Chapter 4

EVAN

Evan didn’t last long.

He spent days pretending the film room hadn’t happened.

Walking through the facility like his skin wasn’t buzzing, like he couldn’t conjure the taste of Finn’s lips by closing his eyes.

He went to work. Answered emails. Sat through meetings with his father and nodded at the right moments and said the right things while his brain played the same three seconds on repeat: Finn’s fingers fisting in his shirt, Finn’s voice saying you like it like it was that simple.

The discipline held for exactly as long as Evan didn’t have to see Finn in person.

Then practice let out on a Tuesday afternoon and Finn came down the hallway in sweats with his bag over his shoulder, flushed from the ice, and their eyes met for two seconds that Evan felt in every joint of his spine.
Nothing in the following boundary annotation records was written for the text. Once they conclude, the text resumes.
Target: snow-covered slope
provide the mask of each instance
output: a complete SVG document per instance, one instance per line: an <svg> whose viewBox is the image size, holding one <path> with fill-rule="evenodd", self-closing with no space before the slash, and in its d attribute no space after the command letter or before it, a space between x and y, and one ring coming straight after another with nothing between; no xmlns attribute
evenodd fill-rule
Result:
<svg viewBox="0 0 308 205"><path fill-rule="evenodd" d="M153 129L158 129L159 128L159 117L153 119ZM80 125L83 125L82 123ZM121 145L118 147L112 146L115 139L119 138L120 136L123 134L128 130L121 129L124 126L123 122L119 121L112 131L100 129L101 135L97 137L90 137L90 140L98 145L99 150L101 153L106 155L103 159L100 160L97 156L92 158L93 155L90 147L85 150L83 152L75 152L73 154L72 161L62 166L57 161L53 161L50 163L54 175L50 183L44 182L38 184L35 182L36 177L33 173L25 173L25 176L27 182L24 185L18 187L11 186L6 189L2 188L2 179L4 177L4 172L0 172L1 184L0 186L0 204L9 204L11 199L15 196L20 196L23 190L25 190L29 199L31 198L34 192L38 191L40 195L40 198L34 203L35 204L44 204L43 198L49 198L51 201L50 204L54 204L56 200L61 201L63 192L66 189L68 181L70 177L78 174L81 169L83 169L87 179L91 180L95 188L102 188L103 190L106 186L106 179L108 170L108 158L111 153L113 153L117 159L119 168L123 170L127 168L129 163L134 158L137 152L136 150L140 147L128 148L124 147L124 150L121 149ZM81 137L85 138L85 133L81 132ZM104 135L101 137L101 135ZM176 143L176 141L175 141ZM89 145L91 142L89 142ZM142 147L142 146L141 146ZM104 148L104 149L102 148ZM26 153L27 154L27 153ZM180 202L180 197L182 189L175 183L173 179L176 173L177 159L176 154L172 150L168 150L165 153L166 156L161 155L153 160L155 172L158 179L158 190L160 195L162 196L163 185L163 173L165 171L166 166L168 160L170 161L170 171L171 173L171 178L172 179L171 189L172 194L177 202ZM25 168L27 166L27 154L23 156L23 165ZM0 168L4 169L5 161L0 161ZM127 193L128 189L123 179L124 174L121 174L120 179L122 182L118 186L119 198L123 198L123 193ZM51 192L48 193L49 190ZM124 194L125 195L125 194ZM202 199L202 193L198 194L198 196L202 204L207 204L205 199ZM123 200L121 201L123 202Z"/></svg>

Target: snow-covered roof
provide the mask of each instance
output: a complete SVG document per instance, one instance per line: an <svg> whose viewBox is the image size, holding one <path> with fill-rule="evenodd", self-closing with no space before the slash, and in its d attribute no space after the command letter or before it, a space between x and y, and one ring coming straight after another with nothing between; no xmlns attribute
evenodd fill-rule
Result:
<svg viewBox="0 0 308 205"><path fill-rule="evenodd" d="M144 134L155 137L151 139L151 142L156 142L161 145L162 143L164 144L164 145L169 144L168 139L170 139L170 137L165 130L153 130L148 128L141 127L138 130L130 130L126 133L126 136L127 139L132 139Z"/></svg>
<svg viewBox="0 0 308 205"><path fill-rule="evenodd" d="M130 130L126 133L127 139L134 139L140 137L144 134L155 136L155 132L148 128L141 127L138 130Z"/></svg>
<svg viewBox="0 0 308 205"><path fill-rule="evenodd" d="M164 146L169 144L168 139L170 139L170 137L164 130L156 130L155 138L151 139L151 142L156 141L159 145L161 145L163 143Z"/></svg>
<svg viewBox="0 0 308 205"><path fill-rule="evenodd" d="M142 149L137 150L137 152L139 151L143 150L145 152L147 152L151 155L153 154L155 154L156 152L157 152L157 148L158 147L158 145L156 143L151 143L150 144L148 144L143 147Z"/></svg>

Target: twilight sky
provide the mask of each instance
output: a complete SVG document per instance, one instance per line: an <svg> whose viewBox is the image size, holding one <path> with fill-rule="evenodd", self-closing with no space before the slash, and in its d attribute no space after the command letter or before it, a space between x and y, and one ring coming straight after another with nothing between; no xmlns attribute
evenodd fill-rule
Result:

Finn didn’t smile. Didn’t stop. Just held the look and kept walking, and that was worse than a smile would have been, because a smile Evan could have written off as performance.

The look was just Finn being certain, the way Finn was always certain, and Evan had stood in the hallway afterward staring at the fire exit sign and wondering at what point during those two seconds he had stopped breathing.

He went home. Ate dinner at the kitchen table. Graded his own composure on a scale of one to ten and gave himself a generous six.

You left a mark on my neck.

The text arrived late, while Evan lay in bed with the lights off.

He read it six times. Didn’t respond. Spent the next hour imagining what that mark looked like, purple and red at the center, the impression of his teeth in Finn’s skin, evidence that couldn’t be denied or explained away.

Evan had done that. He had bitten Finn Holloway hard enough to leave a bruise, and his fists clenched in the sheets at the thought, wanted to see it, wanted to put his lips there again and feel the bruise give under pressure.

A possessive part of him he hadn’t known existed was proud of it. That scared him most.

Then Evan did the thing he’d spent fifteen years not doing. He got in his car and drove to Finn Holloway’s apartment.

He hadn’t planned it. Hadn’t decided. One moment, he was sitting in the facility parking lot with the engine off, reading the text for the seventh time.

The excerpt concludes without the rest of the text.